The direction of 2024 lending standards will depend on the economy
Overall, personal loan requirements have become stricter since the fourth quarter of 2023. Whether personal lending standards will be tightened further depends on how the economy fares in 2024. “If the economy enters a recession in 2024, those tight credit conditions will continue and they will become even tighter,” says McBride.
Recent data from TransUnion showed a 15 percent decline in total personal loans originated in the third quarter of 2023 compared to 2023, suggesting lenders may be targeting less risky borrowers. On the other hand, personal loans for excellent credit increased 20 percent from 2023, meaning lenders may prefer loans to borrowers with excellent financing.

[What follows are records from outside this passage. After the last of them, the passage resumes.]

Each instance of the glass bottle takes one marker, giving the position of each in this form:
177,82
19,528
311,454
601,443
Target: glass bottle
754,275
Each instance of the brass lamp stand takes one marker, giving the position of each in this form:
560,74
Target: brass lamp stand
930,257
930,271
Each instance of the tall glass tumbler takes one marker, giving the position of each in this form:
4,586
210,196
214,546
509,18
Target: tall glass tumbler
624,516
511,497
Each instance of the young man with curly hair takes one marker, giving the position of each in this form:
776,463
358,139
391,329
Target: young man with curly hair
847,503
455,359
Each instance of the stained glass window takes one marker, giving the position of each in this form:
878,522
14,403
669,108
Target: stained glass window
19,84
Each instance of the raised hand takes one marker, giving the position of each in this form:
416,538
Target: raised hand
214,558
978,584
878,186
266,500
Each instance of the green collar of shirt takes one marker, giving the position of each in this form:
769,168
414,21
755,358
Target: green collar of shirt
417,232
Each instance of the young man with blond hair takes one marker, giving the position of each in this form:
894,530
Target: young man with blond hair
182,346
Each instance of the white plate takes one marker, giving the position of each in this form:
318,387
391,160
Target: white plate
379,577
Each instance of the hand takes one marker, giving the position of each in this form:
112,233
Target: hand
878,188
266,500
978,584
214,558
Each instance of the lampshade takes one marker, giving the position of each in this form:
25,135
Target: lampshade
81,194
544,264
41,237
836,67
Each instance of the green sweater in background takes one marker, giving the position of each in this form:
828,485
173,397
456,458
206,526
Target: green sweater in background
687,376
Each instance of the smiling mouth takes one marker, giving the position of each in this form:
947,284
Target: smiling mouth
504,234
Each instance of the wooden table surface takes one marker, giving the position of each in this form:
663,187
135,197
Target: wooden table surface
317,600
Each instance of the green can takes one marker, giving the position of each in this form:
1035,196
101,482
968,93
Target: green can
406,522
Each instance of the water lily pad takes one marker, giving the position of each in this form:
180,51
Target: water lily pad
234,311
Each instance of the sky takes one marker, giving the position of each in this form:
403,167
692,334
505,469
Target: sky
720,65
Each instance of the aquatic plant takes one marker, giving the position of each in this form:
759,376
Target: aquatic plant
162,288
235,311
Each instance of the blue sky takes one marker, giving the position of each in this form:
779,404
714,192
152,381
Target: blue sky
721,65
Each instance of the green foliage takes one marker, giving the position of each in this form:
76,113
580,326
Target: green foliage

McBride suggests that a healthy economy can also have a positive impact on getting approved for a personal loan, even if interest rates fall. “If the economy averts a recession, that will really help from an availability of credit perspective on personal loans.”
However, if a weaker economy is the reason for the Fed’s rate cuts, personal loan rates may not fall, and loan approvals could become much more difficult. “If the Fed cuts rates because the economy is turning, you’re not necessarily going to see that translate into lower interest rates because credit is going to tighten,” McBride added.
Next steps for consumers
The best plan is to reduce as much expensive debt as possible. McBride recommends that consumers pay down expensive debts, such as credit cards or high-interest personal loans, as interest rates may remain high into 2024.
Despite the encouraging prospect of the Fed cutting rates after eleven consecutive rate hikes, interest rates are likely to remain high. Consumers should not expect a rapid drop in rates anytime soon.
Interest rates skyrocketed. They’re going to take the stairs down.
– Greg McBride, CFA | Chief Financial Analyst at Bankrate
Consider increasing your emergency savings to avoid high debt in the future. Having extra savings provides a cushion when unexpected expenses arise and reduces the chance of having to borrow to make ends meet.
Taking out a new personal loan could be a way to improve your financial situation in 2024, especially if you paid off multiple credit card debts in 2023 with a debt consolidation loan. “You may be able to refinance a personal loan that was taken out at a much higher rate at a more competitive rate now that your credit has improved,” says McBride.